Entre todos los regalos el mejor, y más excelente, es regalar tierra. La tierra produce todos los objetos de deseo: ropajes, joyas, ganado y grano. Quien regala tierra sigue bendecido mientras esa exista.

En el origen de los tiempos todos se regalaron unos a otros un poco de tierra, y disfrutaron de ella. Entregar tierra equivale a renunciar al propio cuerpo; renunciar al propio cuerpo es renunciar al provecho personal; renunciar al ansia de provecho personal es renacer entre la tierra y el viento, con la cabeza en las estrellas y los pies convertidos en roca.

Renunciar al egoísmo lava los errores del pasado. Renunciar al egoísmo es renunciar a la voluntad de provecho personal, y renunciar a un provecho personal es soltar la tierra. Soltar la tierra es renacer en la tierra, que purifica como una madre, porque ella es la diosa que otorga la luz. La madre nutre a la hija con su leche, de la misma manera todos los sabores de la tierra favorecen a quien da tierra. Como la vaca con las ubres llenas de leche corre hacia su ternero, así se entrega la tierra a quien renuncia al provecho personal. Regalar tierra arada, o plantada, o con cosecha madura, es otorgar el mayor de los refugios.

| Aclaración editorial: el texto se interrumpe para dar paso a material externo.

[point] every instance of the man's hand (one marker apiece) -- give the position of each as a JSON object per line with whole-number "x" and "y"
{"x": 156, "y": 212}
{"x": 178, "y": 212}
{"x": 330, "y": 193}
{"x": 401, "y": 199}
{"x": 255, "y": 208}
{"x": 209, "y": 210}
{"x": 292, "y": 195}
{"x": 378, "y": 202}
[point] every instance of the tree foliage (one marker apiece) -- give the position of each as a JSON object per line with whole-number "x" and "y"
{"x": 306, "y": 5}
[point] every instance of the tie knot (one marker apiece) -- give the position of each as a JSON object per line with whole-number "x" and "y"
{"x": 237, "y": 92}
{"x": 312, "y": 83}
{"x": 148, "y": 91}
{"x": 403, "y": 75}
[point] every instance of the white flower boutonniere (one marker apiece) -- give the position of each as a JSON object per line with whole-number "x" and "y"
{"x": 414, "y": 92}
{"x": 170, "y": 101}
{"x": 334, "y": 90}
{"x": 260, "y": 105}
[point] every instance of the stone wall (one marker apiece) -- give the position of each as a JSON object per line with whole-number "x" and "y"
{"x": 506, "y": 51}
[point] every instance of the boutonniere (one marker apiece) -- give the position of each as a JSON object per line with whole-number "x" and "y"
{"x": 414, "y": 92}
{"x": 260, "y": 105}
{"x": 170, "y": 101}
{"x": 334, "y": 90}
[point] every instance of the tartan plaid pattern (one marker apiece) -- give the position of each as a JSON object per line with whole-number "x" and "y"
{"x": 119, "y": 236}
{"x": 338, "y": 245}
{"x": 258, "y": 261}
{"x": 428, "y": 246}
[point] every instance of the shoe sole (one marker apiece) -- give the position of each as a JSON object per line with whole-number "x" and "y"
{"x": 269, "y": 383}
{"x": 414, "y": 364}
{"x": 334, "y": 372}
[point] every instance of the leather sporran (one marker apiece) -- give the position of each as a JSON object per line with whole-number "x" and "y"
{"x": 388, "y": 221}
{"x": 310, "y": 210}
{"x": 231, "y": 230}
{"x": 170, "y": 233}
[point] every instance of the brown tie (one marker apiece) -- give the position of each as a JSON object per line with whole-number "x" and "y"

Antiguamente se conocía una canción que había cantado la tierra. Al oírla, el furioso Parashurama se calmó, y entregó la tierra a Kashyapa, una de las siete estrellas de la osa mayor.

La canción decía:

«-Acéptame. Regálame. Dándome, me obtendrás.»

Cuando se da tierra cantándole a la rabia esta canción, la sabiduría se funde con la luz de las estrellas.

La tierra es el origen eterno de todas las criaturas. Regalar tierra hace que el humano sea realmente humano. Los humanos nacemos en la tierra y sobre la tierra caminamos con fe. La tierra es la madre y el padre del universo, ningún elemento se le puede comparar.

Entregar la tierra a la consciencia es como regalársela a todas las criaturas. Entregar la tierra es entregar océanos, ríos, montañas y bosques: es entregarlo todo. Entregar la humedad de la tierra es regalar néctar excelente. Donar la tierra es donar hierbas llenas de jugo, árboles cubiertos de flores, fruta, bosques y colinas.

Así se lo contó Bhishma a Yudisthira en Kurukshetra, al inicio de esta era de la confusión.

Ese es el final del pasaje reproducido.